Lo interesante de esta peli, y me atrevería a decir apasionante a pesar del frio ambiente debido al guión y a la puesta en escena de Alfredson, es que sin abandonar el género vampiresco sabe buscar su camino entre la satisfación inmediata de las emociones incuestionables y la perplejidad adulta delante de lo desconocido siempre. La clave está en los protagonistas que elige: un niño y una niña de doce años son los encargados de abrir ese camino y hacerlo transitable, creando ellos solitos con sus excelentes aptitudes interpretativas un nuevo intinerario narrativo. Y solo ellos lo podían hacer, porque conservan la suficiente inocencia de la edad infantil que se les acaba pero todavía no han caido en las banales mezquindades humanas que ya dejan ver los viejos adolescentes de, digamos, la serie de Crepúsculo.
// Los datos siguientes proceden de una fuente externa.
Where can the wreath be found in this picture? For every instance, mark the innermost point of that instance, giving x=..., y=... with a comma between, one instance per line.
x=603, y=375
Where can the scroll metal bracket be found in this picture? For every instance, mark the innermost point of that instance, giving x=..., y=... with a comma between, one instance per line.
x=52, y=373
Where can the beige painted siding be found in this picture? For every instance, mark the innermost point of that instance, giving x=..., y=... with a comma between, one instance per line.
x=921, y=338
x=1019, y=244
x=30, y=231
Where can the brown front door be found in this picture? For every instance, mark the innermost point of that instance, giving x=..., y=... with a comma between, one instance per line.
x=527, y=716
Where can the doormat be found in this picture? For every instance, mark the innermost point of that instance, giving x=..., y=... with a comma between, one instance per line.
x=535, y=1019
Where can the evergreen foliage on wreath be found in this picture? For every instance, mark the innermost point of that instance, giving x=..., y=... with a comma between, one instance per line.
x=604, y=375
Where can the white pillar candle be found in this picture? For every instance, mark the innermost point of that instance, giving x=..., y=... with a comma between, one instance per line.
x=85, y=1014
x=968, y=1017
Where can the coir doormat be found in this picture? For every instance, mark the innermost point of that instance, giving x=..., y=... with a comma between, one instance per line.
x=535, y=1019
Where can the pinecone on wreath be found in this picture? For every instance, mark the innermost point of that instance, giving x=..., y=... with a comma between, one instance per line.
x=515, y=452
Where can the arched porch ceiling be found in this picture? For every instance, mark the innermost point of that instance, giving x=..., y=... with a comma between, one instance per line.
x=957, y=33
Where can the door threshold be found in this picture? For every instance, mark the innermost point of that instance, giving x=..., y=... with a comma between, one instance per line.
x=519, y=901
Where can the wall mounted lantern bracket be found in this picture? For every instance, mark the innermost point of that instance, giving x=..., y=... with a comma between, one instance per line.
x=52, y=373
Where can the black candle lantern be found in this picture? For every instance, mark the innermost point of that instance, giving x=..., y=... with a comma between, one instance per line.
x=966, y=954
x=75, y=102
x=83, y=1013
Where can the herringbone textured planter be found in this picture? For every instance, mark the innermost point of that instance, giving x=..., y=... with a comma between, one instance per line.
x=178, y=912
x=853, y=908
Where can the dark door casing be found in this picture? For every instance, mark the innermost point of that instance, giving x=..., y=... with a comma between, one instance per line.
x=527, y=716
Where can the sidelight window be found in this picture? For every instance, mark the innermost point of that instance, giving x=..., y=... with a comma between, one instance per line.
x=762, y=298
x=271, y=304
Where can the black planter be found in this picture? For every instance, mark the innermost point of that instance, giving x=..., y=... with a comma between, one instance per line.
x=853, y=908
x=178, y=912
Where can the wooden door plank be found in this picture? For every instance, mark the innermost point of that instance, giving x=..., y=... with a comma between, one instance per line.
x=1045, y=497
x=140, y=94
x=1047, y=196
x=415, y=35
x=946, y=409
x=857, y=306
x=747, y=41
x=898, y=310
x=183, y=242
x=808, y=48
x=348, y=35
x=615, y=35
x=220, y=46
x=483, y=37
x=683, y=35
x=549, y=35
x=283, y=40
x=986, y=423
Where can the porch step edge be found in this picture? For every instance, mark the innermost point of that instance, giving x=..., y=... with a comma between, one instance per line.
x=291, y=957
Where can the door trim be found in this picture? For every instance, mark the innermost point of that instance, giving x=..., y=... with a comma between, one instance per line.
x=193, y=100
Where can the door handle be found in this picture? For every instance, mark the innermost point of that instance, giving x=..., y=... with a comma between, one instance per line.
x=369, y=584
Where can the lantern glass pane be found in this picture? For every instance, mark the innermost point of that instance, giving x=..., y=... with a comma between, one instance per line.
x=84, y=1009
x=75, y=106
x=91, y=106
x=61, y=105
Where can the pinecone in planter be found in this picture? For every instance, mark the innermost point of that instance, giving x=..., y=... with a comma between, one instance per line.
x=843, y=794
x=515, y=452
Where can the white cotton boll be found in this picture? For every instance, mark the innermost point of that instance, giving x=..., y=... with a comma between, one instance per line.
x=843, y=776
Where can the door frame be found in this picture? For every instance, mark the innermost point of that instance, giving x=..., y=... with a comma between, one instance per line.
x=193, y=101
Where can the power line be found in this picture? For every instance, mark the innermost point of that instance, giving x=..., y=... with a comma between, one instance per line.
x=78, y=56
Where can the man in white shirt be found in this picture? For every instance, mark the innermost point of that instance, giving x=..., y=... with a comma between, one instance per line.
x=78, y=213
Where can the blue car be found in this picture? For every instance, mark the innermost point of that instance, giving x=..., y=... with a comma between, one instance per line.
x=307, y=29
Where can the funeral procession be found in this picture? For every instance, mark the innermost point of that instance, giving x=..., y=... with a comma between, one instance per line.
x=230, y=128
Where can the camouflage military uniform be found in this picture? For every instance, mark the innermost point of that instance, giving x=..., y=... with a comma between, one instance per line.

Ese territorio fronterizo que levantan los dos niños - es por donde caminan y por donde al final se fugan, y es el territorio y el alma de la película - lo ofrecen al espectador adulto que sea capaz de mantener intacta su perplejidad delante de lo desconocido, no dejándose arrastrar a la primera por los cantos de sirena que siempre tiene a mano y que provienen de esa jodida manía sociotécnica de sumergir la mirada de los ciudadanos en una visión del mundo, derivada de la forma de aplicar inoportunamente los principios científicos y sociológicos, que da mucho poder antes que dar cuenta de la ignorancia. Poder para administrar todos esos fantasmas que se nos echan encima ante el miedo a perder la identidad o el miedo al vacío, el único gran miedo. No es que quiera alardear de su desconocimiento, al contrario es una jerga que me resulta familiar, lo que ocurre es que sacarla a la palestra para decir algo sobre lo que significa esta película debería producir vergüenza ajena. Pero hay muchos espectadores que, como Ulises, prefieren dejarse seducir, atados a la butaca, por los trinos y gorgoritos de aquella cantamañanas.